16.12.07

Qué no estaba muerto, no, no... ¡qué estaba tomando cañas!... lereileré...

Estrenada en Barcelona en una única (y pequeñita) sala, llega Muerte de un Presidente, una recomendable película que, a modo de falso documental, muestra el hipotético asesinato de George W. Bush a la salida del hotel Sheraton de Chicago, tras haber intervenido en una charla sobre la economía actual de los EE.UU. Un film que, por su evidente interés y su modesta y modélica puesta en escena, ha conseguido, entre otros, el premio de la crítica internacional (FIPRESCI) en el Festival de Toronto y el Plácido de Plata a mejor largometraje de género en la última edición del Festival de Cinema Negre de Manresa (FECINEMA).

A pesar de lo que muchos puedan pensar y de lo vertido –sin apenas contrastar nada- en algún que otro de esos diarios gratuitos, no se trata de ninguna producción norteamericana. En realidad es un producto íntegramente británico, respaldado por Channel Four y dirigido por un tal Gabriel Range quien, en compañía de Simon Finch en el guión, ha trazado la original y atípica historia de Muerte de un Presidente; un título que, por su tema y tratamiento (nada escabroso), merecía haber tenido mejor suerte en la exhibición en nuestro país.
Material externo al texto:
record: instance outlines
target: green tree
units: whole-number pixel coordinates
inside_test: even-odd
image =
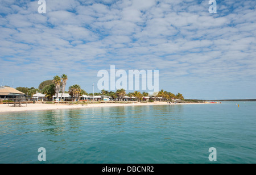
[[[126,94],[126,93],[125,92],[125,89],[117,89],[116,94],[117,94],[117,97],[118,97],[118,101],[120,101],[120,99],[121,101],[122,101],[123,99],[124,98]]]
[[[18,91],[21,91],[22,93],[24,93],[25,94],[27,94],[27,93],[28,92],[28,88],[24,88],[24,87],[18,87],[16,88],[16,90]]]
[[[52,97],[55,94],[55,85],[53,84],[46,86],[42,90],[43,94],[48,100],[52,99]]]
[[[138,91],[135,91],[133,93],[133,96],[137,98],[138,101],[140,101],[142,99],[143,96],[141,92]]]
[[[177,99],[184,100],[183,95],[180,93],[178,93],[176,95],[176,97]]]
[[[38,86],[38,89],[40,90],[43,90],[44,88],[47,85],[49,85],[52,84],[52,80],[46,80],[41,82]]]
[[[143,91],[143,93],[142,93],[142,95],[143,95],[143,97],[148,97],[148,93]]]
[[[60,99],[62,99],[62,96],[63,95],[63,93],[65,92],[65,88],[66,88],[67,85],[67,81],[68,80],[68,76],[65,74],[63,74],[61,76],[61,87],[62,87],[62,90],[61,90],[61,97]]]
[[[55,85],[55,93],[56,94],[57,98],[58,98],[58,93],[60,90],[60,85],[61,83],[61,79],[58,76],[56,76],[53,77],[53,80],[52,80],[53,83]]]
[[[88,93],[86,92],[85,90],[84,90],[84,89],[81,89],[81,95],[88,95]]]
[[[75,85],[68,88],[68,92],[69,95],[71,95],[73,101],[73,97],[78,98],[79,99],[79,95],[82,91],[80,86],[79,85]]]

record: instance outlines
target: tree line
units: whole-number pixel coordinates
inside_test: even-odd
[[[16,88],[18,90],[19,90],[25,94],[28,93],[28,95],[32,97],[34,94],[35,94],[36,92],[41,93],[46,95],[48,99],[52,99],[53,96],[56,94],[57,98],[59,97],[59,94],[61,93],[61,99],[62,99],[64,93],[68,93],[71,95],[72,98],[79,99],[80,95],[106,95],[110,96],[113,99],[118,99],[118,101],[124,101],[125,96],[128,96],[129,97],[134,97],[138,101],[142,101],[144,97],[148,97],[148,93],[143,91],[141,93],[138,91],[135,91],[133,93],[126,93],[126,91],[123,89],[117,89],[115,92],[108,91],[105,90],[102,90],[101,93],[95,93],[94,94],[92,93],[87,93],[84,90],[82,89],[80,85],[74,85],[68,88],[68,91],[65,91],[65,86],[67,85],[67,81],[68,81],[68,76],[66,74],[63,74],[60,77],[56,76],[53,77],[52,80],[46,80],[40,84],[38,89],[34,88],[23,88],[18,87]],[[171,92],[164,91],[162,89],[159,92],[156,92],[153,94],[153,96],[155,97],[162,97],[161,100],[163,101],[171,101],[172,99],[179,99],[184,100],[183,95],[178,93],[177,94],[175,94]]]

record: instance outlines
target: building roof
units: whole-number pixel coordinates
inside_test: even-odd
[[[53,97],[57,97],[57,94],[55,94],[55,95],[53,96]],[[61,97],[61,93],[58,93],[58,98],[60,98]],[[62,95],[62,97],[65,98],[68,98],[71,97],[71,95],[69,95],[69,94],[68,93],[63,93],[63,95]]]
[[[0,95],[23,95],[25,94],[11,87],[0,87]]]
[[[33,95],[33,97],[46,97],[46,95],[41,93],[37,93]]]

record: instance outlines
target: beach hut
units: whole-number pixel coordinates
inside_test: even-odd
[[[88,101],[89,99],[89,96],[86,95],[82,95],[80,97],[81,101]]]
[[[101,100],[104,101],[109,101],[110,97],[107,95],[100,95],[101,97]]]
[[[43,101],[46,98],[46,95],[36,92],[36,94],[34,94],[32,98],[33,101]]]
[[[68,93],[63,93],[62,95],[62,98],[61,98],[61,93],[58,93],[58,98],[57,98],[57,94],[55,94],[55,95],[53,97],[53,101],[65,101],[67,99],[71,99],[72,97]],[[73,97],[74,98],[74,97]],[[60,99],[61,98],[61,99]]]
[[[26,98],[26,94],[11,87],[0,87],[0,99],[8,100],[11,98]]]

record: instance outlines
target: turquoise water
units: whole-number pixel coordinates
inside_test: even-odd
[[[241,102],[0,114],[0,163],[256,163],[255,114]]]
No es de extrañar que, en EE.UU., hayan recibido la cinta de mala manera. Un par de las principales cadenas cinematográficas americanas se han negado a proyectar la película en sus salas, mientras que la CNN ha prohibido el inserto de publicidad sobre la misma en sus emisiones televisivas. Está claro que meter el dedo en la llaga resulta generalmente molesto. Y eso es lo que precisamente hace Gabriel Range cuando, para llevar a cabo este trabajo (que también podría calificarse de política ficción), entre otras cosas, ridiculiza sutilmente al presidente Bush y a todos sus colaboradores más cercanos.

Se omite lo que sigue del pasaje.